A pegadinha central está em confundir citação indireta (referência ao conteúdo de outro texto) com citação direta (reprodução literal com aspas e autoria). O texto faz a primeira, não a segunda.

1Conceito
Diálogo entre textos
Referência a outro texto
2Formas
Citação direta (aspas)
Referência indireta
Alusão
Paráfrase
3No texto de Krenak
Referência ao relatório da WWF
Menção ao trabalho de Lux Vidal
4Não é intertextualidade
Exemplo concreto
Estilo de escrita
Paráfrase de modelo científico
Intertextualidade
LEVELsoulevel.com.br
Intertextualidade: Conceito (Diálogo entre textos, Referência a outro texto); Formas (Citação direta (aspas), Referência indireta, Alusão, Paráfrase); No texto de Krenak (Referência ao relatório da WWF, Menção ao trabalho de Lux Vidal); Não é intertextualidade (Exemplo concreto, Estilo de escrita, Paráfrase de modelo científico)

Alternativa A — ❌ Incorreta

A alternativa afirma que há "uso de exemplos concretos sobre desmatamento". O texto não menciona desmatamento em nenhum momento — fala em "tacar fogo" como metáfora da destruição, mas não apresenta exemplos concretos sobre o tema. Além disso, exemplos concretos não configuram intertextualidade, pois não dialogam com outro texto. Erro: extrapolação (acrescenta tema ausente) e fuga ao conceito pedido.

Alternativa B — ❌ Incorreta

A alternativa fala em "estratégias de paráfrases de modelos de divulgação científica". O texto não parafraseia modelos de divulgação científica — ele cita um relatório, mas não o reescreve como paráfrase. Paráfrase é reescrita de uma ideia; intertextualidade é referência a outro texto. A alternativa confunde os conceitos e atribui ao texto uma estratégia que ele não usa. Erro: troca de conceito.

Alternativa C — ✅ Correta ⟵ GABARITO

A alternativa aponta "a referência ao relatório com a quantidade de pessoas ligadas às florestas". Isso é exatamente o que ocorre no texto:

"Eu vi um número que a World Wide Fund for Nature (WWF) publicou em um relatório, dizendo que 1,4 bilhão de pessoas no mundo dependem da floresta"

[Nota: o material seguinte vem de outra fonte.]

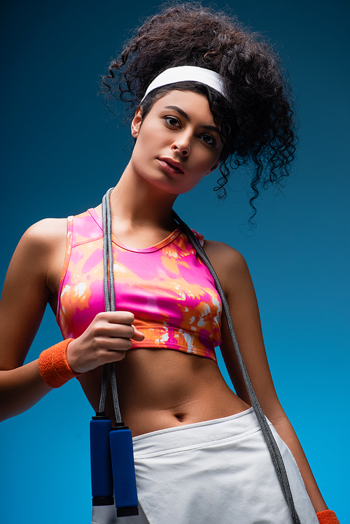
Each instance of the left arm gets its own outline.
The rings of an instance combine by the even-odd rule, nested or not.
[[[327,509],[302,448],[274,389],[262,339],[259,310],[251,278],[244,257],[220,242],[206,241],[206,253],[223,286],[239,348],[262,411],[292,452],[315,511]],[[251,405],[223,316],[221,353],[238,396]]]

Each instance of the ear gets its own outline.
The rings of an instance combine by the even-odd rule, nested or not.
[[[211,173],[212,173],[214,171],[215,171],[215,169],[216,169],[216,168],[218,167],[218,166],[219,164],[220,164],[220,160],[217,160],[215,162],[215,164],[213,166],[213,167],[211,168],[211,169],[209,169],[209,171],[208,171],[208,173],[206,173],[206,174],[204,175],[204,176],[208,176],[208,175],[210,175]]]
[[[142,111],[141,108],[139,108],[135,113],[135,116],[132,119],[131,125],[132,135],[134,139],[136,139],[139,135],[140,130],[141,122],[142,122]]]

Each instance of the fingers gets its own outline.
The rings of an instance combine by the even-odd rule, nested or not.
[[[96,334],[102,337],[132,339],[138,342],[141,342],[145,338],[144,334],[133,325],[134,316],[130,311],[107,311],[99,313],[97,318]]]

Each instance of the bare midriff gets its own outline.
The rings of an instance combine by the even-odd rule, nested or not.
[[[122,418],[134,437],[167,427],[220,418],[249,406],[226,384],[209,358],[164,349],[132,349],[115,362]],[[79,377],[95,411],[101,392],[101,368]],[[106,411],[112,420],[111,392]]]

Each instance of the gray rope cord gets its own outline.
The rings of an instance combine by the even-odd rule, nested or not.
[[[111,187],[107,191],[102,200],[102,222],[104,233],[104,290],[105,308],[106,311],[115,311],[115,307],[114,275],[113,271],[113,244],[110,202],[110,196],[113,189],[113,188]],[[264,435],[264,437],[265,439],[267,448],[270,451],[272,463],[274,465],[277,478],[281,485],[282,493],[288,507],[293,524],[300,524],[300,520],[294,505],[294,502],[290,491],[290,487],[289,486],[287,473],[286,472],[283,459],[281,455],[281,453],[279,451],[277,444],[274,439],[272,432],[271,431],[271,429],[270,427],[269,423],[267,423],[267,420],[266,420],[266,418],[262,412],[261,406],[253,388],[251,380],[249,378],[249,376],[248,374],[248,371],[246,370],[243,357],[238,345],[238,341],[237,339],[231,314],[230,312],[230,308],[228,306],[225,293],[223,292],[223,288],[221,288],[221,285],[220,283],[218,276],[216,275],[214,269],[213,268],[208,257],[206,256],[204,250],[200,245],[198,239],[192,233],[191,229],[184,222],[183,222],[183,220],[181,220],[181,219],[174,211],[173,217],[181,227],[182,230],[186,234],[187,237],[195,248],[197,255],[200,257],[204,264],[206,266],[214,280],[216,288],[223,302],[223,306],[226,315],[230,333],[232,339],[233,346],[239,362],[239,369],[241,370],[241,373],[242,374],[244,383],[246,385],[246,388],[251,399],[252,407],[254,410],[258,421],[259,422],[259,424],[260,425],[262,434]],[[100,411],[104,411],[104,404],[108,381],[108,364],[105,364],[104,366],[102,376],[101,399],[99,404]],[[121,422],[121,415],[118,398],[114,362],[111,362],[110,364],[110,373],[115,419],[117,422]]]
[[[115,311],[115,295],[114,290],[114,273],[113,261],[112,243],[112,216],[111,213],[111,193],[113,187],[108,189],[102,199],[102,229],[104,234],[104,308],[106,311]],[[99,399],[99,411],[104,411],[106,395],[107,392],[108,364],[105,364],[103,367],[102,381],[101,384],[101,397]],[[112,386],[113,403],[114,413],[117,423],[122,421],[119,399],[118,397],[117,381],[114,362],[109,364],[111,383]]]
[[[235,350],[237,360],[239,362],[239,369],[241,370],[241,373],[242,374],[243,379],[244,381],[244,383],[246,385],[246,388],[247,389],[248,394],[251,399],[252,407],[254,410],[256,418],[260,425],[262,434],[264,435],[264,437],[266,441],[266,444],[267,445],[268,450],[271,455],[272,463],[274,465],[279,483],[281,484],[282,493],[284,495],[284,498],[286,499],[286,502],[288,504],[289,512],[292,518],[293,523],[300,524],[300,520],[299,518],[297,511],[295,509],[295,507],[294,505],[294,501],[293,500],[293,496],[292,496],[292,493],[290,491],[290,487],[289,486],[289,482],[288,480],[287,472],[286,471],[284,461],[281,455],[281,452],[279,449],[279,447],[277,446],[276,440],[274,439],[272,432],[271,431],[269,423],[267,423],[267,420],[266,420],[266,418],[263,413],[263,411],[261,409],[261,406],[259,404],[259,402],[256,397],[255,393],[253,388],[251,379],[249,378],[249,376],[248,374],[248,371],[246,370],[246,367],[244,364],[244,361],[243,360],[243,357],[241,353],[239,346],[238,345],[236,333],[234,332],[232,320],[231,318],[231,313],[230,312],[230,308],[228,306],[227,302],[225,296],[225,293],[223,292],[223,288],[221,288],[221,285],[220,283],[218,276],[216,275],[216,273],[215,272],[215,270],[213,266],[211,265],[208,257],[206,256],[206,254],[204,250],[200,245],[200,241],[198,241],[195,235],[192,233],[192,232],[188,227],[188,226],[186,224],[185,224],[185,222],[183,220],[181,220],[181,219],[175,213],[175,211],[173,211],[172,213],[173,213],[174,218],[175,218],[175,220],[180,225],[182,230],[183,231],[183,232],[186,234],[189,241],[192,244],[193,247],[197,251],[197,255],[202,260],[203,262],[208,268],[209,271],[210,271],[210,274],[211,274],[214,280],[216,289],[218,290],[218,292],[221,298],[221,301],[223,302],[223,308],[224,308],[225,313],[226,315],[226,318],[227,320],[228,327],[230,330],[230,333],[231,335],[231,338],[232,339],[233,346],[234,347],[234,350]]]

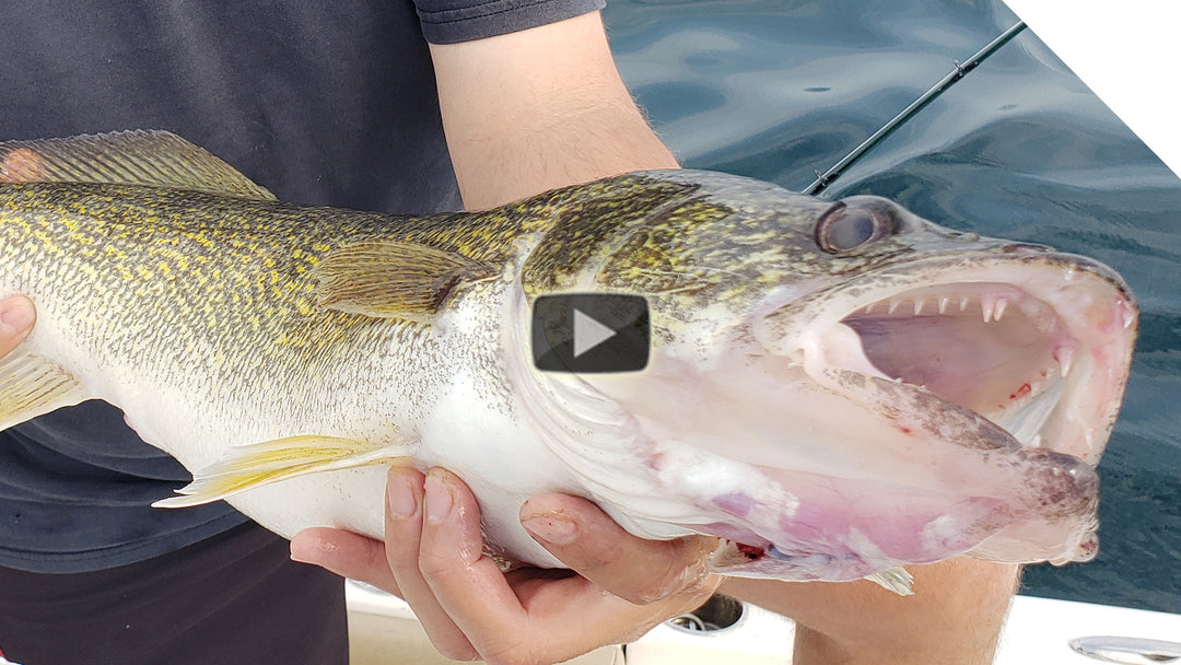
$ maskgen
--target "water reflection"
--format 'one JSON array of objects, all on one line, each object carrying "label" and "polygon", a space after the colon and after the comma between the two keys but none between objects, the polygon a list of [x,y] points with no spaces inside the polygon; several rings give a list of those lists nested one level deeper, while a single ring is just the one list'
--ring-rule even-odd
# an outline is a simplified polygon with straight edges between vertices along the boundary
[{"label": "water reflection", "polygon": [[[606,12],[625,79],[681,162],[802,189],[1017,18],[1000,2],[638,1]],[[1143,309],[1100,465],[1101,554],[1026,593],[1181,612],[1181,181],[1029,31],[826,196],[1110,263]]]}]

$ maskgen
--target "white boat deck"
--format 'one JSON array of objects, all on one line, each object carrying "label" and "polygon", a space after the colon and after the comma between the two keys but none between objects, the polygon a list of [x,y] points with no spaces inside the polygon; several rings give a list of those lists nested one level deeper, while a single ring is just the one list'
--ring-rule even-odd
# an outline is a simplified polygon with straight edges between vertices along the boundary
[{"label": "white boat deck", "polygon": [[[435,665],[454,663],[441,657],[423,633],[410,607],[399,599],[359,585],[348,585],[350,638],[353,665]],[[730,628],[698,632],[664,624],[640,640],[600,648],[570,663],[578,665],[789,665],[795,626],[791,620],[746,606]],[[1141,638],[1181,641],[1181,614],[1146,612],[1087,602],[1019,595],[1014,599],[996,665],[1095,665],[1100,660],[1071,650],[1072,639],[1087,637]],[[1181,647],[1181,645],[1177,645]],[[1169,653],[1123,663],[1179,663]]]}]

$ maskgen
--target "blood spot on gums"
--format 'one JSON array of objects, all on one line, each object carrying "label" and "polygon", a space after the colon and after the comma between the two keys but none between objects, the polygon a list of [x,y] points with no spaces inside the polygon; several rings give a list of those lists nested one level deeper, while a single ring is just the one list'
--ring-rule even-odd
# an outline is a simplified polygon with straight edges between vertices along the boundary
[{"label": "blood spot on gums", "polygon": [[736,542],[735,543],[735,548],[737,548],[738,552],[740,552],[743,554],[743,556],[745,556],[746,559],[750,559],[751,561],[753,561],[753,560],[756,560],[756,559],[758,559],[759,556],[763,555],[763,548],[762,547],[755,547],[753,545],[745,545],[745,543]]}]

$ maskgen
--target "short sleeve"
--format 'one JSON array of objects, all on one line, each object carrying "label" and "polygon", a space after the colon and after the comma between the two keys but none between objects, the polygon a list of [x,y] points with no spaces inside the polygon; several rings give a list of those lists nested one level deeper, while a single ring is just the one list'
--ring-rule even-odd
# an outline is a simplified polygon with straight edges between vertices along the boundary
[{"label": "short sleeve", "polygon": [[415,0],[423,37],[457,44],[557,22],[602,9],[605,0]]}]

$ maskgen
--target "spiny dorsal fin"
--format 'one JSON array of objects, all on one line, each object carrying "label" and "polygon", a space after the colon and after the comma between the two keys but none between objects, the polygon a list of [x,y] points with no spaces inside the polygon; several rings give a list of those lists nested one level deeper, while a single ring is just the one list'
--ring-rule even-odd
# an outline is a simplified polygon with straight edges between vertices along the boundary
[{"label": "spiny dorsal fin", "polygon": [[18,348],[0,358],[0,429],[86,398],[78,379],[45,357]]},{"label": "spiny dorsal fin", "polygon": [[162,130],[4,142],[0,182],[136,184],[275,200],[213,152]]},{"label": "spiny dorsal fin", "polygon": [[456,286],[495,272],[475,259],[417,242],[367,242],[331,252],[315,274],[321,307],[426,322]]},{"label": "spiny dorsal fin", "polygon": [[274,482],[371,464],[410,463],[412,446],[374,445],[331,436],[293,436],[236,445],[221,459],[194,474],[193,482],[177,490],[181,496],[152,503],[155,508],[201,506]]}]

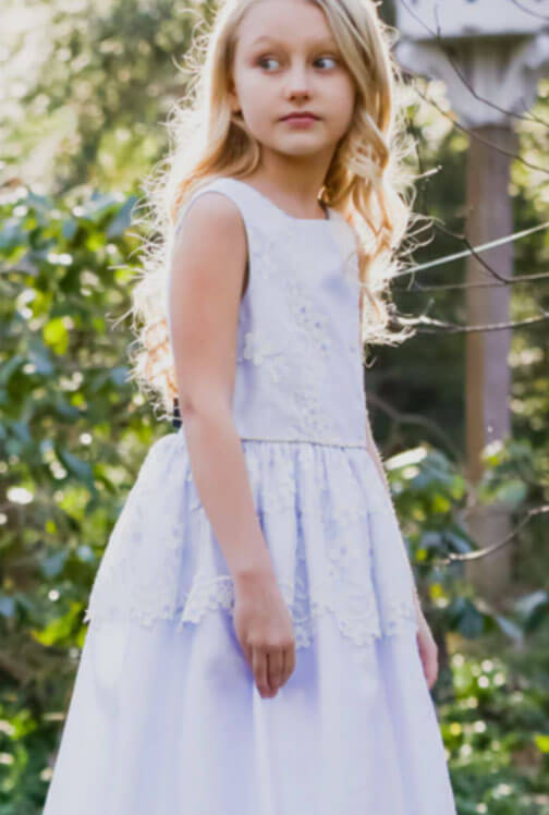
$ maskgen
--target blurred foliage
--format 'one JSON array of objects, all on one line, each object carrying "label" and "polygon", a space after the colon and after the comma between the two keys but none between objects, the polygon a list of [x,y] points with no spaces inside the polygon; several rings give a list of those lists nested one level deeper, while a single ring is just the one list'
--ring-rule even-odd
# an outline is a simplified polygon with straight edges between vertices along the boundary
[{"label": "blurred foliage", "polygon": [[[0,48],[0,815],[41,810],[91,581],[148,447],[171,429],[127,379],[139,240],[129,227],[143,178],[168,149],[162,122],[185,89],[191,32],[211,9],[5,0],[0,12],[11,34]],[[428,88],[444,107],[443,88]],[[539,122],[517,125],[532,165],[547,155],[548,88],[540,83]],[[415,209],[444,226],[414,253],[423,263],[464,248],[451,233],[464,231],[468,141],[412,95],[407,114],[419,169],[432,171]],[[549,221],[547,173],[520,157],[510,194],[516,230]],[[547,270],[548,257],[547,231],[517,241],[516,277]],[[461,282],[464,264],[419,278]],[[459,291],[432,296],[404,279],[394,294],[404,314],[465,319]],[[547,284],[513,287],[514,319],[540,307]],[[514,581],[498,607],[476,596],[462,563],[446,562],[475,548],[476,501],[505,502],[515,524],[548,502],[549,332],[513,332],[512,436],[486,450],[474,488],[460,453],[463,341],[419,333],[376,348],[369,413],[439,644],[434,696],[460,815],[549,815],[547,516],[514,540]]]}]

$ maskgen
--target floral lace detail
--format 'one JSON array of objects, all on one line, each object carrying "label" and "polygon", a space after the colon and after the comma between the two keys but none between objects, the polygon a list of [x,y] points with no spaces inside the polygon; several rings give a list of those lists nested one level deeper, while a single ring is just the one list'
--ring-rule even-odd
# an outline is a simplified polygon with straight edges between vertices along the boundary
[{"label": "floral lace detail", "polygon": [[[407,571],[407,564],[402,568],[403,551],[396,560],[391,556],[390,588],[382,583],[376,588],[376,552],[378,559],[385,555],[379,550],[379,539],[367,536],[368,519],[377,519],[376,523],[382,525],[379,534],[387,535],[388,539],[399,534],[392,504],[385,500],[380,484],[370,482],[369,499],[365,501],[364,485],[361,487],[355,481],[347,461],[350,453],[344,451],[315,452],[313,446],[304,443],[291,454],[291,446],[257,442],[244,442],[244,446],[266,538],[276,543],[279,528],[282,533],[290,528],[288,523],[297,524],[295,547],[288,556],[280,555],[280,562],[290,568],[282,570],[278,577],[294,623],[296,647],[312,644],[316,621],[325,615],[331,615],[341,634],[358,647],[371,643],[373,638],[398,635],[416,625],[412,572]],[[326,455],[333,470],[330,486],[318,482],[322,472],[319,462]],[[368,462],[371,464],[364,451],[357,451],[357,455],[365,469]],[[315,457],[320,459],[315,461]],[[186,462],[185,469],[178,475],[182,462]],[[296,462],[300,477],[309,479],[301,500]],[[271,469],[276,472],[273,488],[265,483],[266,472]],[[164,491],[162,485],[168,485],[170,490],[167,473],[173,474],[172,492],[167,496],[167,507],[172,508],[172,514],[164,512],[155,523],[149,507],[158,500],[159,491]],[[180,487],[181,479],[187,484],[186,494]],[[313,484],[317,485],[314,489]],[[174,508],[178,495],[183,508]],[[186,513],[185,506],[194,511]],[[196,524],[192,532],[187,526],[190,519]],[[321,535],[318,547],[313,543],[314,528]],[[199,623],[209,612],[224,611],[232,616],[233,580],[227,572],[211,573],[208,552],[213,555],[217,550],[211,535],[211,526],[190,477],[188,461],[182,455],[181,435],[173,434],[151,448],[130,492],[103,555],[85,622],[94,620],[101,624],[126,618],[150,627],[160,620],[171,620],[176,621],[180,631],[185,623]],[[187,556],[186,546],[191,542],[195,549]],[[205,558],[196,561],[183,591],[182,563],[187,557],[194,562],[200,551]],[[383,565],[382,560],[379,565]],[[381,572],[378,576],[382,576]]]},{"label": "floral lace detail", "polygon": [[[371,596],[364,592],[357,592],[353,596],[356,610],[350,613],[338,607],[337,600],[330,597],[326,586],[319,587],[313,595],[305,591],[303,581],[296,581],[293,585],[279,582],[279,587],[292,618],[296,649],[313,644],[316,620],[325,615],[332,615],[341,634],[357,647],[367,646],[381,636],[406,634],[411,629],[417,631],[412,596],[410,599],[395,598],[391,604],[391,613],[381,621]],[[154,613],[147,613],[146,605],[142,603],[122,616],[130,617],[145,627],[151,627],[160,620],[178,620],[176,631],[181,631],[185,623],[198,624],[209,612],[225,611],[233,617],[234,601],[234,581],[227,574],[202,583],[196,582],[186,597],[183,609],[166,601],[161,610],[155,608]],[[84,622],[94,620],[95,625],[100,625],[120,616],[121,612],[118,610],[91,613],[88,607]]]}]

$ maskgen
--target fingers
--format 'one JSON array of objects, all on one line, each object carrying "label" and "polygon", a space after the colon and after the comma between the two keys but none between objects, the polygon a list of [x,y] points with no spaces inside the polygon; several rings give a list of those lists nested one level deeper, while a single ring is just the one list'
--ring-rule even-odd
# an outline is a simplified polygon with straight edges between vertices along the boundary
[{"label": "fingers", "polygon": [[295,668],[295,648],[252,647],[248,659],[257,690],[261,696],[274,696],[292,676]]}]

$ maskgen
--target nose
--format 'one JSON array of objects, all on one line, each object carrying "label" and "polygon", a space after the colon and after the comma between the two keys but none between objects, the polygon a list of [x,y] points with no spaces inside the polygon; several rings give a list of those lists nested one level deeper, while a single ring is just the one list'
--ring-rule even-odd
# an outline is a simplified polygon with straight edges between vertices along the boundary
[{"label": "nose", "polygon": [[306,65],[293,64],[288,72],[286,90],[291,96],[309,94],[310,77]]}]

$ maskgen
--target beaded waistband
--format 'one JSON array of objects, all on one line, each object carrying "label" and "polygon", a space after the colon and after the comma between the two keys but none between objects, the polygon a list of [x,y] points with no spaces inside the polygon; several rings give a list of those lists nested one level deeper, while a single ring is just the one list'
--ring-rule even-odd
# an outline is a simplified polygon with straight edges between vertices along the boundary
[{"label": "beaded waistband", "polygon": [[270,436],[241,436],[241,441],[270,441],[279,442],[281,445],[295,443],[295,445],[325,445],[326,447],[358,447],[367,449],[367,445],[364,441],[341,441],[332,439],[278,439],[271,438]]},{"label": "beaded waistband", "polygon": [[[176,403],[176,400],[174,400],[174,406],[173,406],[173,421],[172,425],[173,427],[178,428],[178,433],[183,435],[183,424],[181,422],[180,411]],[[359,449],[367,450],[368,446],[365,441],[342,441],[341,439],[310,439],[310,438],[274,438],[271,436],[241,436],[241,441],[270,441],[270,442],[279,442],[282,445],[324,445],[326,447],[356,447]]]}]

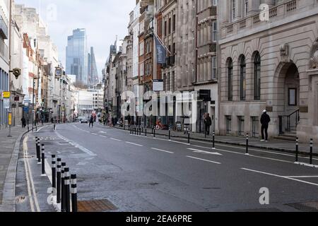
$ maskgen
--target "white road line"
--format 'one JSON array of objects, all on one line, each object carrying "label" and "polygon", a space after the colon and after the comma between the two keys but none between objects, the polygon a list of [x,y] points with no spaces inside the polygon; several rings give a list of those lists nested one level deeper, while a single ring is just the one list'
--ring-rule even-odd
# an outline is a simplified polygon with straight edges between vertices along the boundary
[{"label": "white road line", "polygon": [[87,148],[85,148],[84,147],[80,145],[79,144],[78,144],[77,143],[72,141],[69,141],[67,140],[66,138],[64,138],[63,136],[60,135],[58,132],[55,131],[57,136],[61,140],[64,140],[66,142],[71,142],[74,144],[75,147],[79,148],[81,150],[82,150],[83,152],[86,153],[86,154],[90,155],[90,156],[97,156],[96,154],[95,154],[94,153],[91,152],[90,150],[89,150]]},{"label": "white road line", "polygon": [[158,148],[151,148],[152,150],[159,150],[163,153],[169,153],[169,154],[175,154],[175,153],[172,153],[171,151],[168,151],[168,150],[162,150],[162,149],[158,149]]},{"label": "white road line", "polygon": [[118,140],[118,139],[115,139],[115,138],[112,138],[110,139],[112,140],[112,141],[122,141],[122,140]]},{"label": "white road line", "polygon": [[129,143],[129,144],[131,144],[131,145],[136,145],[136,146],[143,147],[143,145],[141,145],[141,144],[138,144],[138,143],[134,143],[128,142],[128,141],[126,141],[126,143]]},{"label": "white road line", "polygon": [[32,193],[31,193],[31,188],[30,186],[30,179],[29,179],[29,173],[28,173],[28,169],[27,167],[27,158],[26,158],[26,155],[25,155],[25,152],[28,150],[28,145],[26,144],[25,140],[27,139],[26,136],[24,140],[23,140],[23,158],[24,158],[24,167],[25,167],[25,178],[26,178],[26,181],[27,181],[27,185],[28,185],[28,194],[29,195],[29,200],[30,200],[30,206],[31,207],[31,211],[32,212],[35,212],[35,208],[34,208],[34,203],[33,203],[33,198],[32,196]]},{"label": "white road line", "polygon": [[210,155],[223,155],[222,154],[218,153],[211,153],[208,151],[198,150],[198,149],[194,149],[194,148],[188,148],[188,150],[194,150],[196,153],[202,153],[202,154],[210,154]]},{"label": "white road line", "polygon": [[310,185],[314,185],[314,186],[318,186],[318,184],[314,184],[314,183],[311,183],[311,182],[305,182],[305,181],[302,181],[302,180],[300,180],[300,179],[294,179],[294,178],[291,178],[291,177],[288,177],[280,176],[280,175],[271,174],[271,173],[268,173],[268,172],[265,172],[253,170],[249,170],[249,169],[246,169],[246,168],[241,168],[241,170],[245,170],[245,171],[249,171],[249,172],[256,172],[256,173],[259,173],[259,174],[265,174],[265,175],[269,175],[269,176],[273,176],[273,177],[276,177],[286,179],[289,179],[289,180],[300,182],[300,183],[304,183],[304,184],[310,184]]},{"label": "white road line", "polygon": [[[30,187],[31,187],[32,191],[33,193],[33,196],[31,195],[30,196],[30,202],[31,202],[32,198],[34,198],[34,202],[35,203],[35,207],[37,208],[37,212],[41,212],[41,210],[40,209],[39,202],[37,201],[37,193],[35,192],[35,187],[34,186],[33,176],[32,174],[31,167],[30,167],[30,163],[29,163],[28,159],[25,159],[25,157],[27,155],[28,155],[28,145],[26,143],[26,141],[28,141],[28,136],[27,136],[23,140],[23,150],[24,150],[23,155],[24,155],[24,157],[25,157],[25,167],[28,168],[28,170],[25,171],[25,174],[28,175],[28,178],[29,178],[29,183],[28,184],[30,184]],[[27,177],[27,180],[28,180],[28,177]],[[29,189],[30,191],[30,187],[28,188],[28,190]],[[31,209],[32,209],[32,207],[31,207]],[[33,207],[33,212],[35,212],[34,207]]]},{"label": "white road line", "polygon": [[213,161],[210,161],[210,160],[205,160],[205,159],[203,159],[203,158],[199,158],[199,157],[193,157],[193,156],[187,156],[187,157],[189,157],[189,158],[194,159],[194,160],[201,160],[201,161],[208,162],[211,162],[211,163],[214,163],[214,164],[221,165],[221,163],[220,163],[220,162],[213,162]]},{"label": "white road line", "polygon": [[318,176],[287,176],[290,178],[318,178]]}]

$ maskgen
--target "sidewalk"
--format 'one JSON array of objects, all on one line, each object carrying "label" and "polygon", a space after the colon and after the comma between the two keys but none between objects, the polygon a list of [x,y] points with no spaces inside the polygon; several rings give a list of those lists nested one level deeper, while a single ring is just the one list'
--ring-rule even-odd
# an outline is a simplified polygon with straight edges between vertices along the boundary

O autor dialoga com um texto externo (o relatório da WWF), referenciando-o explicitamente. Essa é a definição de intertextualidade: um texto que faz referência a outro. A alternativa está inteiramente sustentada pelo texto-base.

Alternativa D — ❌ Incorreta

A alternativa fala em "alusão a um estilo de escrita próximo aos textos jornalísticos". O texto de Krenak é um ensaio reflexivo, com marcas de oralidade e subjetividade ("quero chamar a atenção", "aí eu me pergunto"), não um texto jornalístico. Além disso, "estilo de escrita" não é intertextualidade — é característica composicional. Erro: tangenciamento (fala de aspecto que o texto não aborda) e fuga ao conceito.

Alternativa E — ❌ Incorreta

A alternativa afirma haver "citação direta da voz de uma antropóloga referenciada". O texto menciona a antropóloga Lux Vidal, mas não a cita diretamente — não há aspas nem reprodução literal de suas palavras. O autor apenas referencia seu trabalho: "A antropóloga Lux Vidal escreveu um trabalho muito importante sobre habitações indígenas". Isso é intertextualidade por referência indireta, não citação direta. Erro: contradiz o texto (afirma citação direta onde há apenas menção).

Fechamento

A regra de ouro: intertextualidade é diálogo entre textos — para identificá-la, procure no texto referências a obras, autores, relatórios ou falas externas. A alternativa C acerta porque aponta a referência explícita ao relatório da WWF; as demais ou confundem o conceito com outros recursos (paráfrase, estilo, exemplo) ou acrescentam informações que o texto não traz.